‎Dugaan Skandal Rp33 Miliar Dinkes Musi Rawas, Kejaksaan Didesak Bertindak


MUSI RAWAS – Gelombang kemarahan publik pecah di halaman Kantor Dinas Kesehatan Kabupaten Musi Rawas, Kamis (19/02/2026). Sejak pukul 10.00 WIB, massa dari LSM Gebrakan Aktivis Independen (GAVEN) bersama aliansi aktivis turun ke jalan menuntut pengusutan tuntas dugaan penyimpangan anggaran kesehatan yang nilainya disebut menembus puluhan miliar rupiah.
‎Dalam orasi, massa menolak keras praktik korupsi dan dugaan double budgeting pada pengelolaan anggaran kesehatan yang bersumber dari APBD maupun dana hibah provinsi. Mereka menegaskan bahwa anggaran kesehatan adalah hak masyarakat dan tidak boleh dikelola secara serampangan, apalagi tanpa pengawasan yang ketat dan transparan.
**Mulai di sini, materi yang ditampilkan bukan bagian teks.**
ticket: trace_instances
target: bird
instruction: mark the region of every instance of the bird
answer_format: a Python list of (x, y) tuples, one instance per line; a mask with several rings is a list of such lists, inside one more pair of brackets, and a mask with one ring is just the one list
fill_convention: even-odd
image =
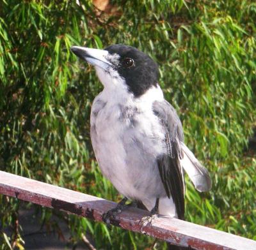
[(92, 106), (91, 140), (103, 175), (124, 197), (105, 219), (131, 200), (150, 215), (184, 219), (184, 172), (200, 192), (211, 189), (211, 180), (185, 145), (181, 121), (159, 86), (157, 63), (122, 44), (70, 50), (94, 66), (103, 85)]

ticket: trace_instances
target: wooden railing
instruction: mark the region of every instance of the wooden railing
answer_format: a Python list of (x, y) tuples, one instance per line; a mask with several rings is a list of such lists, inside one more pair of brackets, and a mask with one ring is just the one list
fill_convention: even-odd
[[(102, 221), (115, 202), (0, 171), (0, 194)], [(111, 224), (193, 249), (256, 250), (256, 241), (166, 216), (141, 228), (145, 210), (129, 207)]]

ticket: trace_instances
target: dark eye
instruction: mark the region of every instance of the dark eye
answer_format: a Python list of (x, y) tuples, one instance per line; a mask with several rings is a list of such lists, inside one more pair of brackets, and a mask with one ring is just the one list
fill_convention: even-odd
[(122, 61), (122, 66), (125, 68), (130, 68), (134, 65), (134, 61), (129, 57), (126, 57)]

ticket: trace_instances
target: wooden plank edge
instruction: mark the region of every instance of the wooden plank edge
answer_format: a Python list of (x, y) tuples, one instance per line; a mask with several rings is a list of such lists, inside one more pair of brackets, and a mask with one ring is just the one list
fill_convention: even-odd
[[(38, 188), (40, 190), (45, 189), (47, 193), (38, 191), (36, 190)], [(68, 193), (67, 198), (65, 197), (66, 193)], [(104, 199), (2, 171), (0, 171), (0, 193), (97, 221), (102, 221), (102, 214), (116, 205)], [(65, 195), (64, 198), (60, 194)], [(67, 201), (68, 197), (71, 198), (73, 196), (78, 198), (78, 201)], [(148, 215), (147, 211), (128, 208), (110, 223), (125, 230), (147, 234), (175, 245), (194, 249), (256, 249), (256, 242), (252, 240), (166, 216), (159, 216), (154, 219), (151, 225), (141, 227), (140, 219)], [(194, 235), (186, 232), (186, 229), (191, 226), (195, 231)], [(195, 233), (196, 230), (198, 235)], [(211, 236), (208, 237), (209, 234), (212, 235), (212, 240)], [(207, 239), (205, 240), (204, 237)], [(221, 241), (221, 237), (224, 240), (228, 239), (228, 242), (227, 240)]]

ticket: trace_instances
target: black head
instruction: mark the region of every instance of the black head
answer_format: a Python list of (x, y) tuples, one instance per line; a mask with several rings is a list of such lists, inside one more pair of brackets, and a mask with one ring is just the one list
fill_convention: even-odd
[(129, 90), (140, 96), (152, 85), (156, 86), (159, 76), (157, 64), (151, 57), (137, 48), (124, 45), (113, 45), (105, 50), (119, 55), (116, 70), (125, 80)]
[(104, 50), (99, 50), (74, 46), (71, 50), (94, 65), (97, 71), (101, 69), (99, 71), (101, 73), (97, 72), (97, 75), (105, 86), (106, 81), (109, 84), (111, 78), (118, 75), (125, 80), (128, 90), (138, 97), (157, 84), (159, 76), (157, 64), (148, 55), (132, 47), (113, 45)]

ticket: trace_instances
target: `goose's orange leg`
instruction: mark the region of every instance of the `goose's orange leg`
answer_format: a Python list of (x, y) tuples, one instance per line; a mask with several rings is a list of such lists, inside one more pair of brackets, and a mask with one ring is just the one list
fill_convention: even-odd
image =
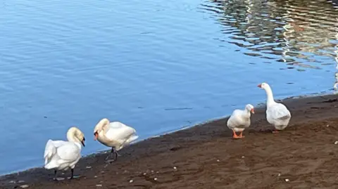
[(243, 136), (243, 131), (241, 132), (241, 133), (239, 134), (239, 138), (244, 138), (245, 136)]
[(234, 133), (234, 136), (232, 136), (233, 138), (241, 138), (242, 137), (240, 136), (237, 136), (236, 132), (234, 131), (234, 129), (232, 129), (232, 132)]
[(277, 130), (277, 129), (275, 129), (275, 131), (273, 131), (273, 133), (277, 133), (279, 132), (280, 131), (278, 131), (278, 130)]

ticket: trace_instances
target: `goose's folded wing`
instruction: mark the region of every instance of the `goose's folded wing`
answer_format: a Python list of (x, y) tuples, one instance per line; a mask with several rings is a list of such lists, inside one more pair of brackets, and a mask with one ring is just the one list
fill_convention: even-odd
[(291, 117), (290, 112), (281, 103), (273, 105), (270, 108), (270, 114), (274, 119), (287, 119)]

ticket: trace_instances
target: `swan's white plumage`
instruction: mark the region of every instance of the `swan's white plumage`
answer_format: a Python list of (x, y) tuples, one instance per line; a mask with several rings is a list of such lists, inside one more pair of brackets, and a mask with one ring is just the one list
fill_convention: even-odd
[[(70, 134), (68, 133), (71, 129), (68, 130), (68, 138), (70, 138), (68, 136)], [(70, 141), (48, 140), (44, 155), (45, 169), (58, 170), (74, 169), (81, 157), (81, 143), (80, 140), (76, 139), (75, 137), (68, 138), (68, 141)]]
[(253, 109), (254, 106), (248, 104), (244, 110), (234, 110), (229, 119), (227, 119), (227, 127), (233, 129), (235, 132), (242, 132), (248, 128), (251, 124), (250, 112)]
[(265, 112), (268, 122), (273, 125), (277, 130), (283, 130), (288, 126), (290, 122), (290, 112), (284, 105), (275, 101), (273, 91), (268, 84), (262, 83), (258, 86), (265, 90), (266, 92)]
[(134, 129), (119, 122), (110, 122), (106, 118), (96, 124), (95, 132), (98, 133), (97, 140), (100, 143), (117, 151), (139, 138)]

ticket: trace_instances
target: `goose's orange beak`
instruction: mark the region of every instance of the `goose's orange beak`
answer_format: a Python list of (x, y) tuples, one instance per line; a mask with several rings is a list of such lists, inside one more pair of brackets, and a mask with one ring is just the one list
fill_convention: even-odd
[(95, 132), (94, 133), (94, 141), (96, 141), (98, 136), (99, 136), (99, 134), (97, 133), (97, 132)]

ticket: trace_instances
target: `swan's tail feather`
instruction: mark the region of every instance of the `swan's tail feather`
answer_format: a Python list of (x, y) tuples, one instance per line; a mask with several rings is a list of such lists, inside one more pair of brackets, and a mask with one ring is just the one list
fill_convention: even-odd
[(54, 169), (54, 168), (58, 167), (58, 165), (56, 164), (56, 162), (55, 161), (51, 161), (51, 162), (49, 162), (49, 163), (46, 164), (44, 166), (44, 169)]
[(133, 135), (133, 136), (130, 136), (130, 138), (128, 138), (128, 140), (127, 141), (127, 142), (128, 143), (132, 143), (132, 141), (135, 141), (136, 139), (137, 139), (138, 138), (139, 138), (138, 136), (137, 136), (137, 135)]
[(53, 141), (48, 140), (44, 148), (44, 164), (46, 165), (49, 159), (56, 152), (56, 148), (53, 144)]

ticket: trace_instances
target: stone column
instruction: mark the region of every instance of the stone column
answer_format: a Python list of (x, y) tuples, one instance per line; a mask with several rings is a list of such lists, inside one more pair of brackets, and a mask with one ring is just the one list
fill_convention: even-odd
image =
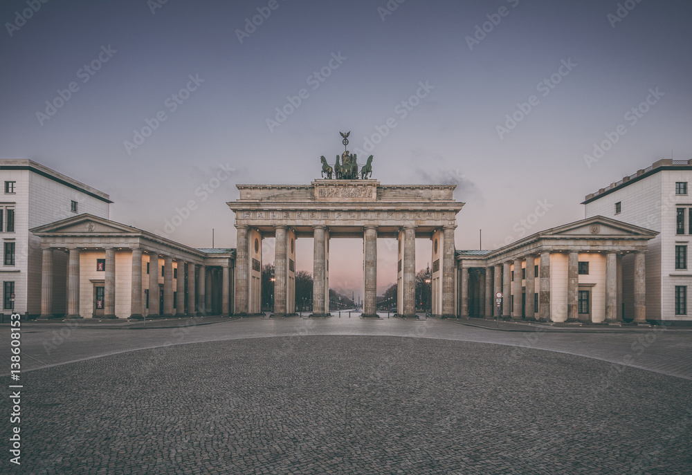
[(502, 268), (502, 317), (512, 316), (512, 263), (507, 261)]
[[(493, 268), (493, 280), (495, 281), (495, 293), (502, 291), (502, 266), (496, 264)], [(493, 296), (495, 297), (494, 295)], [(493, 315), (498, 315), (498, 304), (493, 300)]]
[(194, 292), (194, 263), (188, 263), (188, 316), (195, 315), (195, 292)]
[(534, 295), (536, 293), (536, 259), (533, 255), (526, 257), (526, 317), (536, 319)]
[(617, 319), (622, 322), (622, 254), (617, 254)]
[(205, 266), (199, 266), (199, 277), (197, 279), (197, 315), (204, 315), (206, 314), (206, 282), (207, 282), (207, 268)]
[(116, 317), (116, 250), (106, 248), (106, 269), (103, 289), (103, 318)]
[(567, 267), (567, 319), (579, 319), (579, 253), (570, 251)]
[(163, 316), (173, 316), (173, 258), (163, 258)]
[[(444, 265), (444, 264), (443, 264)], [(452, 266), (454, 266), (453, 261)], [(443, 269), (444, 270), (444, 269)], [(444, 315), (446, 287), (442, 276), (442, 314)], [(452, 292), (453, 293), (454, 288)], [(403, 228), (403, 309), (404, 317), (416, 315), (416, 227), (405, 226)], [(452, 312), (453, 314), (453, 310)], [(448, 315), (450, 316), (450, 315)], [(450, 316), (454, 316), (453, 315)]]
[(185, 315), (185, 263), (177, 259), (178, 277), (176, 279), (176, 315)]
[[(462, 262), (459, 263), (462, 265)], [(459, 269), (459, 278), (462, 280), (461, 290), (462, 290), (462, 298), (461, 306), (462, 309), (460, 311), (460, 315), (462, 317), (468, 316), (468, 268), (465, 267), (462, 267)]]
[(43, 249), (41, 261), (41, 316), (53, 317), (53, 250)]
[(644, 253), (635, 252), (635, 322), (646, 321), (646, 266)]
[(312, 315), (323, 317), (325, 311), (325, 286), (327, 283), (327, 248), (325, 226), (315, 226), (313, 245)]
[(550, 252), (540, 253), (540, 267), (538, 269), (538, 319), (550, 320)]
[(363, 236), (363, 317), (377, 316), (377, 227), (365, 226)]
[(149, 316), (154, 318), (159, 314), (159, 297), (161, 288), (158, 286), (158, 254), (149, 254)]
[(495, 295), (493, 292), (493, 268), (485, 268), (485, 317), (493, 316), (493, 306), (495, 304)]
[[(234, 302), (236, 315), (246, 315), (248, 314), (248, 274), (250, 268), (250, 261), (248, 260), (249, 249), (248, 248), (248, 227), (238, 226), (237, 239), (236, 243), (235, 255), (235, 297)], [(188, 286), (188, 291), (190, 290), (190, 286)], [(193, 290), (194, 292), (194, 288)], [(190, 297), (188, 297), (188, 299)]]
[(520, 259), (514, 259), (514, 306), (512, 309), (512, 319), (520, 320), (521, 316), (521, 261)]
[(80, 250), (72, 248), (68, 263), (67, 317), (82, 318), (80, 315)]
[[(206, 281), (204, 283), (204, 313), (208, 315), (210, 315), (214, 313), (214, 272), (216, 271), (215, 269), (206, 269), (206, 273), (205, 274)], [(200, 301), (202, 299), (200, 297)]]
[(142, 315), (142, 250), (132, 250), (132, 281), (130, 286), (130, 318), (140, 319)]
[(606, 254), (606, 321), (617, 321), (617, 254)]
[(221, 268), (221, 316), (228, 317), (230, 315), (230, 266), (224, 264)]
[(289, 274), (288, 230), (286, 226), (275, 228), (274, 245), (274, 316), (286, 316), (286, 277)]
[[(442, 315), (454, 317), (454, 230), (456, 226), (444, 226), (442, 246)], [(415, 243), (414, 242), (414, 248)], [(415, 268), (414, 268), (414, 280)]]

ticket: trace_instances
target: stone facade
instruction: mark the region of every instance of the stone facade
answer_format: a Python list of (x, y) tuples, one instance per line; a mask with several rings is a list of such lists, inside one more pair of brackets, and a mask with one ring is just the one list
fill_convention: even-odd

‎Sorotan tajam mengarah pada temuan dalam Laporan Hasil Pemeriksaan (LHP) BPK RI atas LKPD Kabupaten Musi Rawas Tahun Anggaran 2024. LSM GAVEN menyebut adanya indikasi kuat penyimpangan serius, terstruktur, dan sistematis di tubuh Dinas Kesehatan. Dugaan tersebut mencakup pengelolaan Dana BOK dan BLUD Puskesmas yang pertanggungjawaban keuangannya disebut tidak didukung bukti sah, disertai indikasi laporan fiktif, rekayasa dokumen, serta mark-up kegiatan. Realisasi belanja juga diduga tidak sesuai ketentuan teknis dan regulasi, dengan potensi kerugian negara diperkirakan mencapai sekitar Rp4,8 miliar.
‎Tak hanya itu, pada sejumlah proyek fisik fasilitas kesehatan ditemukan dugaan kekurangan volume pekerjaan serta kelebihan pembayaran kepada rekanan. Lemahnya pengawasan teknis dan pengendalian kontrak dinilai membuka ruang pemborosan anggaran, dengan potensi kerugian sekitar Rp1,2 miliar.
‎Temuan lain yang lebih mencengangkan adalah penerimaan hibah alat kesehatan, obat-obatan, dan bahan medis habis pakai senilai kurang lebih Rp27,26 miliar yang disebut tidak dicatat dalam laporan keuangan serta tidak dilaporkan dalam sistem aset daerah. Kondisi tersebut dinilai berpotensi menimbulkan penggelapan aset negara dan menunjukkan lemahnya sistem pengendalian intern (SPI), termasuk dugaan kegagalan manajerial pimpinan dan pembiaran terhadap praktik penyimpangan.
‎Jika seluruh potensi kerugian itu dijumlahkan, nilainya diperkirakan melampaui Rp33 miliar.
‎Usai menyampaikan aspirasi di Dinas Kesehatan, massa bergerak ke Kantor Kejaksaan Negeri Musi Rawas. Di depan pagar kantor kejaksaan, mereka kembali berorasi mendesak aparat penegak hukum agar segera bertindak tegas, menjunjung tinggi integritas, serta tidak membiarkan dugaan penyimpangan anggaran kesehatan menguap tanpa kepastian hukum.
‎Perwakilan LSM GAVEN dan aliansi kemudian disambut oleh salah satu Kepala Seksi (Kasi) di Kejaksaan Negeri Musi Rawas. Dalam pertemuan tersebut, pihak LSM menyederhanakan dan menyerahkan berkas laporan dugaan korupsi di Dinas Kesehatan Musi Rawas. Laporan itu secara resmi diterima melalui bagian Pelayanan Terpadu Satu Pintu (PTSP).

‎Koordinator aksi sekaligus Ketua LSM GAVEN, Muhammad Aap, menegaskan bahwa langkah tersebut bukan akhir dari perjuangan mereka.
‎“Kami sudah serahkan laporan resmi. Jika dalam waktu lebih kurang satu bulan tidak ada kejelasan, kami akan kembali turun dan menggelar aksi lebih besar di depan Kejaksaan Negeri Musi Rawas. Jangan sampai hukum terkesan tumpul ke atas,” tegas Aap.
‎Aksi berlangsung dalam pengawalan aparat keamanan dan berjalan relatif tertib. Namun, tekanan publik kini mengarah penuh ke meja aparat penegak hukum. Masyarakat menanti, apakah dugaan skandal puluhan miliar rupiah ini akan dibongkar secara terang-benderang, atau justru tenggelam dalam sunyi birokrasi.